5. Kesediaan Untuk Merekomendasi (Willingness to Recommend)
Dalam kasus produk yang pembelian ulangnya relatif lama atau bahkan hanya terjadi satu kali pembelian (seperti pembelian mobil, broker rumah, asuransi jiwa, tur keliling dunia, dan sebagainya), kesediaan pelanggan untuk merekomendasikan produk kepada teman atau keluarganya menjadi ukuran yang penting untuk dianalisis dan ditindaklanjuti.
6. Ketidakpuasan Pelanggan (Customer Dissatisfaction)
Beberapa macam aspek yang sering ditelaah guna mengetahui ketidakpuasan pelanggan, meliputi : a) komplain; b) retur atau pengembalian produk; c) biaya garansi; d) product recall (penarikan kembali produk dari pasar); e) gethok tular negatif; dan f) defections konsumen yang beralih ke pesaing.
2.4.3 Metode Pengukuran Kepuasan Pelanggan
Menurut Kotler (2005) ada empat metode yang dapat dipergunakan dalam mengukur kepuasan pelanggan, yaitu :
1. Sistem Keluhan dan Saran (Feedback and Suggestion Forms)

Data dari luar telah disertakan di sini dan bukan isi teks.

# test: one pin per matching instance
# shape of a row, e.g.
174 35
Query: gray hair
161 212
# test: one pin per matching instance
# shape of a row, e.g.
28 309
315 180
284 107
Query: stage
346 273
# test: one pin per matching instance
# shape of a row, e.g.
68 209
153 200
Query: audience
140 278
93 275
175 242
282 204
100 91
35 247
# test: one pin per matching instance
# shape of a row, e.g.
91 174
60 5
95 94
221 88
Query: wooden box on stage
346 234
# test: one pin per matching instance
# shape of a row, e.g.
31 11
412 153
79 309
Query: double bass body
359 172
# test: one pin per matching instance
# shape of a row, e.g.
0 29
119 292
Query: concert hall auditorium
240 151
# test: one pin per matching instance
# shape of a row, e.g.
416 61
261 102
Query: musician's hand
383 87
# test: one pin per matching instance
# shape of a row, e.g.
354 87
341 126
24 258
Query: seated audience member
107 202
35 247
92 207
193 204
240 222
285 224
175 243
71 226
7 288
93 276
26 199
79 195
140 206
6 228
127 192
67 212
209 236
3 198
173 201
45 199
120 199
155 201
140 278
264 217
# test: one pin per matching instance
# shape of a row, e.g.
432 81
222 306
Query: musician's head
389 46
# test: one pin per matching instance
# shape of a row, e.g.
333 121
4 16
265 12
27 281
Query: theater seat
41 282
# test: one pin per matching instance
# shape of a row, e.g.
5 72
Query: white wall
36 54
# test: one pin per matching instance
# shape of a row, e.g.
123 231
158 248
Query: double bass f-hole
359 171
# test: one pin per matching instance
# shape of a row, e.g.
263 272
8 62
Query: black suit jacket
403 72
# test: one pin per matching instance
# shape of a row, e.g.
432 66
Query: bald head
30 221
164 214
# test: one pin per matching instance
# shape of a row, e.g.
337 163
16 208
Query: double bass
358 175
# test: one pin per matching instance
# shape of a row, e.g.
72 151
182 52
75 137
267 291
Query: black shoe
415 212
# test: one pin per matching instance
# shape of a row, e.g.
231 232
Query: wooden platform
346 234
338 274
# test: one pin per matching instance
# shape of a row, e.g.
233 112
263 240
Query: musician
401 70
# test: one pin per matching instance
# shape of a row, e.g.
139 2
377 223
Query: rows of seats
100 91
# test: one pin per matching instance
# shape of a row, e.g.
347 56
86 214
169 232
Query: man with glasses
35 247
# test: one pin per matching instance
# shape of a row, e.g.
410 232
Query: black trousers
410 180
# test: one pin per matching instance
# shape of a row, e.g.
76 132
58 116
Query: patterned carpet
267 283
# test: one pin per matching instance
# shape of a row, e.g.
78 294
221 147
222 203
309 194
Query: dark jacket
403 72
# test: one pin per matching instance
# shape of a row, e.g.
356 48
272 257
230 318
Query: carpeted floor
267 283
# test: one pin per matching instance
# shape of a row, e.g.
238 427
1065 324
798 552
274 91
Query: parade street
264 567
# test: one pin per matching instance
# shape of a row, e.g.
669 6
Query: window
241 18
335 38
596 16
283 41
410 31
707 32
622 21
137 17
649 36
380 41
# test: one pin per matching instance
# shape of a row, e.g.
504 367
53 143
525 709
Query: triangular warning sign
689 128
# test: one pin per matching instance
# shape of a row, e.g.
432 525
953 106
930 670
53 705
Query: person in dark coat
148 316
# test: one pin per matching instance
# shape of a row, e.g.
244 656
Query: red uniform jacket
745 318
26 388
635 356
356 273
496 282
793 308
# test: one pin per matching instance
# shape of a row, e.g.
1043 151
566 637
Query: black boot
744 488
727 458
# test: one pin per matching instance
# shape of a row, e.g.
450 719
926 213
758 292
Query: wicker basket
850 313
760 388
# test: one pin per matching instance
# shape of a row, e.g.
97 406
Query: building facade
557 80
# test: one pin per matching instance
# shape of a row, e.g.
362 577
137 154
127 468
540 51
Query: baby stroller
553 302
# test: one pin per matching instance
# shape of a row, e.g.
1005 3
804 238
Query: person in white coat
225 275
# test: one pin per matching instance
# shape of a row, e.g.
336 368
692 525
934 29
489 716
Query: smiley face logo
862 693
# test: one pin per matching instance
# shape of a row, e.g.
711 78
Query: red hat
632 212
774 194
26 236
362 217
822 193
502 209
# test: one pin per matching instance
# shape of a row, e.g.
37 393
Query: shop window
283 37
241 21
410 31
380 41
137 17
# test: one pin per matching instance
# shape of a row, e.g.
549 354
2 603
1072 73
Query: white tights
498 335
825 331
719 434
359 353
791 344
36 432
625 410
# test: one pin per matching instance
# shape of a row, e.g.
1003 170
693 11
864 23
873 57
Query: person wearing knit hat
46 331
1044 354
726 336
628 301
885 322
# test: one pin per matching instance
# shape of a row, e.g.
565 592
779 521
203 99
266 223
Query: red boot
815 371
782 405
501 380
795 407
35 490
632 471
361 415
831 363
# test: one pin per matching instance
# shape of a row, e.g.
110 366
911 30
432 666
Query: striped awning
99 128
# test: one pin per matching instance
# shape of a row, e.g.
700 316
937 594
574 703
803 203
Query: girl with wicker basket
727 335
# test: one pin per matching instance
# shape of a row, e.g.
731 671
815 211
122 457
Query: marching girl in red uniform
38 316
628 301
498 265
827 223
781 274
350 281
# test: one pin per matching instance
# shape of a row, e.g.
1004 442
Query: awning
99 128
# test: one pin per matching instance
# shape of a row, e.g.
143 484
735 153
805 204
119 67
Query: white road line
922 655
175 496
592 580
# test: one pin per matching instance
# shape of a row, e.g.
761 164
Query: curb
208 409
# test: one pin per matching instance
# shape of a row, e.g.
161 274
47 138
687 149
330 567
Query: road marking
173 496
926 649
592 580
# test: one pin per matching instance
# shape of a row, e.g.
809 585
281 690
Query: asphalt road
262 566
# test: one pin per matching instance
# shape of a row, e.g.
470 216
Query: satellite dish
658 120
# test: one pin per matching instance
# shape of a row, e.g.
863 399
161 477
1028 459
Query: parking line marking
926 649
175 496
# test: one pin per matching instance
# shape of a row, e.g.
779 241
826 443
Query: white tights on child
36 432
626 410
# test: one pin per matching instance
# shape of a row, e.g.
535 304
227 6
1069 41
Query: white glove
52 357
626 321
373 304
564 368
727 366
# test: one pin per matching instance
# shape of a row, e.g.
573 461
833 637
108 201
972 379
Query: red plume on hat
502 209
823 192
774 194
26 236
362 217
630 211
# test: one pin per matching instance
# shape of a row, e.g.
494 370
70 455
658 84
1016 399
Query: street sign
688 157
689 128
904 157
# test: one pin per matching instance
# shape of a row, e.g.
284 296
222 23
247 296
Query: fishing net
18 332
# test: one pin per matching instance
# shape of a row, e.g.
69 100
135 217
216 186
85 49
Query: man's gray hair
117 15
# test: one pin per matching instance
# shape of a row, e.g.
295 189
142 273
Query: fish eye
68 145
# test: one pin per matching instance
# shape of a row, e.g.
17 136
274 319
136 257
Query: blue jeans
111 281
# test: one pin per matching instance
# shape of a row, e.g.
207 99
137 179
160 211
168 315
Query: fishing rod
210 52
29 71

Setiap organisasi jasa yang berorientasi pada pelanggan wajib memberikan kesempatan seluas-luasnya bagi para pelanggannya untuk menyampaikan saran, kritik, pendapat, dan keluhan mereka. Media yang digunakan bisa berupa kotak saran yang diletakkan di tempat-tempat strategis (yang mudah diakses atau sering dilalui pelanggan), kartu komentar (yang bisa diisi langsung maupun yang dikirim via pos kepada perusahaan), saluaran telepon khusus bebas pulsa, web site, dan lain-lain. Informasi-informasi yang diperoleh melalui metode ini dapat memberikan ide-ide baru dan masukan yang berharga kepada perusahaan, sehingga memungkinkannya untuk bereaksi dengan tanggap dan cepat untuk mengatasi masalah – masalah yang timbul. Akan tetapi, karena metode ini bersifat pasif, maka sulit mendapatkan gambaran lengkap mengenai kepuasan atau ketidakpuasan pelanggan.
2. Pembeli Misterius (Ghost Shopping)
Salah satu metode untuk memperoleh gambaran mengenai kepuasan pelanggan adalah dengan mempekerjakan beberapa orang ghost shoppers untuk berperan sebagai pelanggan potensial jasa perusahaan dan pesaing. Mereka diminta melaporkan berbagai temuan penting berdasarkan pengalamannya mengenai kekuatan dan kelemahan jasa perusahaan dibandingkan para pesaing. Selain itu, para ghost shoppers juga dapat mengobservasi cara perusahaan dan pesaingnya melayani
permintaan spesifik pelanggan, menjawab pertanyaan pelanggan, dan menangani setiap masalah/keluhan pelanggan.
3. Analisis Pelanggan Yang Hilang (Lost Customer Analysis)
Perusahaan seyogyanya menghubungi para pelanggan yang telah berhenti membeli atau yang telah beralih pemasok agar dapat memahami mengapa hal itu terjadi dan supaya dapat mengambil kebijakan perbaikan/penyempurnaan selanjutnya. Bukan hanya exit interview saja yang perlu, tetapi pemantauan customer loss rate juga penting, di mana peningkatan customer loss rate menunjukkan kegagalan perusahaan dalam memuaskan pelanggannya. Akan tetapi, kesulitan menerapkan metode adalah pada mengidentifikasi dan mengontak mantan pelanggan yang bersedia memberikan masukan dan evaluasi terhadap kinerja perusahaan.
4. Survei Kepuasan Pelanggan (Customer Surveys)
Umumnya sebagian besar penelitian mengenai kepuasan pelanggan menggunakan metode survei, baik via pos, telepon, e-mail, maupun wawancara langsung. Melalui survei, perusahaan akan memperoleh tanggapan dan umpan balik langsung dari pelanggan dan juga memberikan sinyal positif bahwa perusahaan menaruh perhatian terhadap mereka.